The U.K. vehicle industry is in sharp decline. Honda pulled out of Swindon and announced all of Europe will be supplied from Japan given falling volumes. Ford quit assembling vehicles here sometime ago and is now cutting jobs in its component manufacture. Vauxhall is closing one of its two van making factories. Jaguar has lost a lot sales and is now rebranding with a policy of shedding up to 85% of its remaining customers and doubling typical prices. This is not likely to add volume.
The remaining car makers are lobbying hard to get a change in the deeply damaging battery car mandate. The last government put in fines up to 2030 for selling too many petrol and diesel cars as a percentage of the total. The targets are unrealistic so the companies face a £15,000 a vehicle charge.Labour came into office and took five years off the time to go all electric making it impossible.

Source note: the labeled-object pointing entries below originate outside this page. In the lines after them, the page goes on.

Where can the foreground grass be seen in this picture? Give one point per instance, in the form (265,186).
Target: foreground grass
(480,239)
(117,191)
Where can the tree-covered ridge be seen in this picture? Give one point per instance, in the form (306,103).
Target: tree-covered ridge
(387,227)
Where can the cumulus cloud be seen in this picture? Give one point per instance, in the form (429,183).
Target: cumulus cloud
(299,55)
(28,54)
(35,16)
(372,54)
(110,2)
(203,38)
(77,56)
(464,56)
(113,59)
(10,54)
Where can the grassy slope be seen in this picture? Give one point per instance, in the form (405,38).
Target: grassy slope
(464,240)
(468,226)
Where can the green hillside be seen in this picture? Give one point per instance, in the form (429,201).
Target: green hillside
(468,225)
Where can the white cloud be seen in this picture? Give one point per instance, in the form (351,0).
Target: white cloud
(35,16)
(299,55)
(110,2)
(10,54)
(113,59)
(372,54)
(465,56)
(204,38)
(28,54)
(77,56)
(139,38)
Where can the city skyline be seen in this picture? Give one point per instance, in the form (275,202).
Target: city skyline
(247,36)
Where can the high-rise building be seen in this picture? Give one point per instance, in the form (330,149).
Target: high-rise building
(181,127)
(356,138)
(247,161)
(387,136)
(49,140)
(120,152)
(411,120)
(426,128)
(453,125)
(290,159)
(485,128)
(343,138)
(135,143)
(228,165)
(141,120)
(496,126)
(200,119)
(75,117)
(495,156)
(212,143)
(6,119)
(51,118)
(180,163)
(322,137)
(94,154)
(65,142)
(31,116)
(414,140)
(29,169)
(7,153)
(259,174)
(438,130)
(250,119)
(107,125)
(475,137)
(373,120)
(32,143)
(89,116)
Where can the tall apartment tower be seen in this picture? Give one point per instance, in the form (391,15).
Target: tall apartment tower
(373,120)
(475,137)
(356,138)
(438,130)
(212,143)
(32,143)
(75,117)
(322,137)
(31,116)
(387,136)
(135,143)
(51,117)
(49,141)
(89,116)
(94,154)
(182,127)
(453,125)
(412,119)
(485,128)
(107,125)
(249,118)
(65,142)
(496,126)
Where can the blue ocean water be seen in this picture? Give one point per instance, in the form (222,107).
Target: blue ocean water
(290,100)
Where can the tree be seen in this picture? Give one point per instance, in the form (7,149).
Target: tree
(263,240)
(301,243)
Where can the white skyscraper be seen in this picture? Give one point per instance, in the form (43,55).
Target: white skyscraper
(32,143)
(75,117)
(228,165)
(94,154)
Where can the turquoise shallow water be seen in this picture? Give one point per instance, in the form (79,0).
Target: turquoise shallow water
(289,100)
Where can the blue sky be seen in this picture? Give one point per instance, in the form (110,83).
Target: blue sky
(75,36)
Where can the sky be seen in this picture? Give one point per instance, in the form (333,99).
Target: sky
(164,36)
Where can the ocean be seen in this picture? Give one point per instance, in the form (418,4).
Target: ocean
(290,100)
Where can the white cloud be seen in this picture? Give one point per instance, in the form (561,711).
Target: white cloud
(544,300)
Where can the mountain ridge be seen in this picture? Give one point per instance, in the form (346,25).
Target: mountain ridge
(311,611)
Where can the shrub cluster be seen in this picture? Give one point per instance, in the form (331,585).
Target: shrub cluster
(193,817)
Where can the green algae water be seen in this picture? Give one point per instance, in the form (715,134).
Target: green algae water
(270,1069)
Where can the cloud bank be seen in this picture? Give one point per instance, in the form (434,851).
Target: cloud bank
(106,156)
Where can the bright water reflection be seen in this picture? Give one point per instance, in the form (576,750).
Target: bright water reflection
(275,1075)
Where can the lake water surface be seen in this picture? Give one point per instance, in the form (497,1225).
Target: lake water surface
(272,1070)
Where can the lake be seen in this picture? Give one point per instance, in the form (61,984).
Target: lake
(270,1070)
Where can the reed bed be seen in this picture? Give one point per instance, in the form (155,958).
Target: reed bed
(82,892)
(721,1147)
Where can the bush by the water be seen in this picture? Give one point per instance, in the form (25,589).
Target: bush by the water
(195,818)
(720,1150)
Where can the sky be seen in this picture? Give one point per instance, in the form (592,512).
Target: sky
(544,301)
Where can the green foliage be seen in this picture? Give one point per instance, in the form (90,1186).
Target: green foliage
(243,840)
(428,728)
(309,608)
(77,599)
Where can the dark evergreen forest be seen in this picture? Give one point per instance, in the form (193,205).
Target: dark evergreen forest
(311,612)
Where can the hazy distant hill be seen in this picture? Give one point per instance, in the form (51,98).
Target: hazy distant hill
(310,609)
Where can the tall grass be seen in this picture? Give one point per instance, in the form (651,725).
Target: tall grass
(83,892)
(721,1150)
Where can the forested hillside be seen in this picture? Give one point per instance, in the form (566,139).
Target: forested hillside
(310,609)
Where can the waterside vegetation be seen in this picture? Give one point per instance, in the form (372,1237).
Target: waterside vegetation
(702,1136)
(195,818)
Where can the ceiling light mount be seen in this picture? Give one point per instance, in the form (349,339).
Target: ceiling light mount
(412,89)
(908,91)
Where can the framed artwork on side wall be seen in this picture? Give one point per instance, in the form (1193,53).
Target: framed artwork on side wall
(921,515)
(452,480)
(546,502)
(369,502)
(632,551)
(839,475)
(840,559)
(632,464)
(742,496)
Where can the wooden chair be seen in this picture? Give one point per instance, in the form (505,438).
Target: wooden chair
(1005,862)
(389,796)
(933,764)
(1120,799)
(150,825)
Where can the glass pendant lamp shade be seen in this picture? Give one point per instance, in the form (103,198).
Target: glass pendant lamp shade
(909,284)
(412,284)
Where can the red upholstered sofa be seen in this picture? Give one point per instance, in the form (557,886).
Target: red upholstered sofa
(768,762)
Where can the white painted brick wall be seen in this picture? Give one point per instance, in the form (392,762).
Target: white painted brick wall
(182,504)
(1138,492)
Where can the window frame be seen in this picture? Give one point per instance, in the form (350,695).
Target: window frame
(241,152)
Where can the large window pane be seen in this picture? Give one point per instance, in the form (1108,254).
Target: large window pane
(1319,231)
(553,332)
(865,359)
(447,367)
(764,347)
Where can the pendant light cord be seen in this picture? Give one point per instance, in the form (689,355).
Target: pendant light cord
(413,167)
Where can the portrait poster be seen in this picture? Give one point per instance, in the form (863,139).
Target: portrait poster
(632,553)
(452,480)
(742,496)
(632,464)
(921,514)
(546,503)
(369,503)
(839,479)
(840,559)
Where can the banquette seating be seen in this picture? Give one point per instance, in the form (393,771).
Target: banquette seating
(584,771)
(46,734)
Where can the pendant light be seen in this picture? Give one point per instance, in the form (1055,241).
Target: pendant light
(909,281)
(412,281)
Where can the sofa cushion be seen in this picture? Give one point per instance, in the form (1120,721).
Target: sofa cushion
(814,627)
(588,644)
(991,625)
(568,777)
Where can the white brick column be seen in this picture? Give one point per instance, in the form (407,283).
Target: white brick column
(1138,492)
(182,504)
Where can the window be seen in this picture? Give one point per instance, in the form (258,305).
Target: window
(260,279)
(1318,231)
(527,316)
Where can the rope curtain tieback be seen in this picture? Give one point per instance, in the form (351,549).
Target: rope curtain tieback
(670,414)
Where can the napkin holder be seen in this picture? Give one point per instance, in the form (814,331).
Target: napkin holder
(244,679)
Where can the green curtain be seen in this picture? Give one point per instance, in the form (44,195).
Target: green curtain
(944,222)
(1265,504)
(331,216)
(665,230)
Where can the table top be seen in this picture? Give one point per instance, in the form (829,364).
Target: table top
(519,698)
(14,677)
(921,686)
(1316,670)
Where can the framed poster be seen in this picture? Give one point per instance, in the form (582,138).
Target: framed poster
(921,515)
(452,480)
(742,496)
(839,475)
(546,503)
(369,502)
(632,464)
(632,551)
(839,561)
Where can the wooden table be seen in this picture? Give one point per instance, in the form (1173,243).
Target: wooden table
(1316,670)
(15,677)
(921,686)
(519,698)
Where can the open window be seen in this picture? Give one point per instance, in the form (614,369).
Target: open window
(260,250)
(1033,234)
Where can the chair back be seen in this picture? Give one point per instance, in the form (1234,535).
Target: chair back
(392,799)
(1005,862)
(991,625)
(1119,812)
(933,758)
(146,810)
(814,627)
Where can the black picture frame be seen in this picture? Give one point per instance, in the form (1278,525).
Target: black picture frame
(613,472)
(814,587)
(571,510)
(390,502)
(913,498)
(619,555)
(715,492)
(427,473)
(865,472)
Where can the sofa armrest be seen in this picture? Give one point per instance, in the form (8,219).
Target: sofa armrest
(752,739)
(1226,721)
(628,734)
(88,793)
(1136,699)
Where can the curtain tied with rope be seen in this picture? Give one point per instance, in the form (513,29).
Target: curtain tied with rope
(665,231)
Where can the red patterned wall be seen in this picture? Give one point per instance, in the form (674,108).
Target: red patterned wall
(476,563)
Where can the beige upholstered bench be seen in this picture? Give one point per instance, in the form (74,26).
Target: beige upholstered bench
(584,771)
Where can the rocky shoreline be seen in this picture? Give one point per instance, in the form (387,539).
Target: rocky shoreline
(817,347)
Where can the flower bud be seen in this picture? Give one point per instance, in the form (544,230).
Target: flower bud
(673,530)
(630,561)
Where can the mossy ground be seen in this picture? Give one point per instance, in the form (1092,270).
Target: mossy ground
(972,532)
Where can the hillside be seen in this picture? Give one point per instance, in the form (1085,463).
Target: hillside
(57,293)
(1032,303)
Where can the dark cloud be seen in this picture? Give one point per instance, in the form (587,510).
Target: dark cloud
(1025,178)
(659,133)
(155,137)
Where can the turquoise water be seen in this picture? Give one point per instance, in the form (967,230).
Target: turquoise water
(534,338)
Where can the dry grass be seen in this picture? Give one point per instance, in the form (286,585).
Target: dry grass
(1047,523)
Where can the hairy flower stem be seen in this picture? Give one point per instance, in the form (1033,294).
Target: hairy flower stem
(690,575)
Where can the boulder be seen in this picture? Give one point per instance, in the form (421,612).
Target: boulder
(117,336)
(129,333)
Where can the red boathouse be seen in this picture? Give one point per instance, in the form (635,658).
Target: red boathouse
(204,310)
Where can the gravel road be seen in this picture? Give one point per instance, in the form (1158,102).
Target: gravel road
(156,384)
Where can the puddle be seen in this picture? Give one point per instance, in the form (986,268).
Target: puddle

The Industry Secretary says he feels their pain and will make changes. However he is talking about change in January, after the end of the first year where the current law imposes these fines if they sold less than 22% battery vehicles. He also says he will not change the steep path of battery sales to reach 100% by 2030, which looks unlikely given consumer resistance unless the market is swamped with much cheaper Chinese imports.
This crisis is now. They have lost one plant this week. Other plants are at risk if they fail to change rapidly. It is no good pretending everyone will switch to a U.K. produced battery car when more than four fifths of consumers say they want petrol or diesel. Keir Starmer said he would not tell us how to lead our lives,yet when it comes to the very important decision of what personal transport to have that is exactly what he is doing.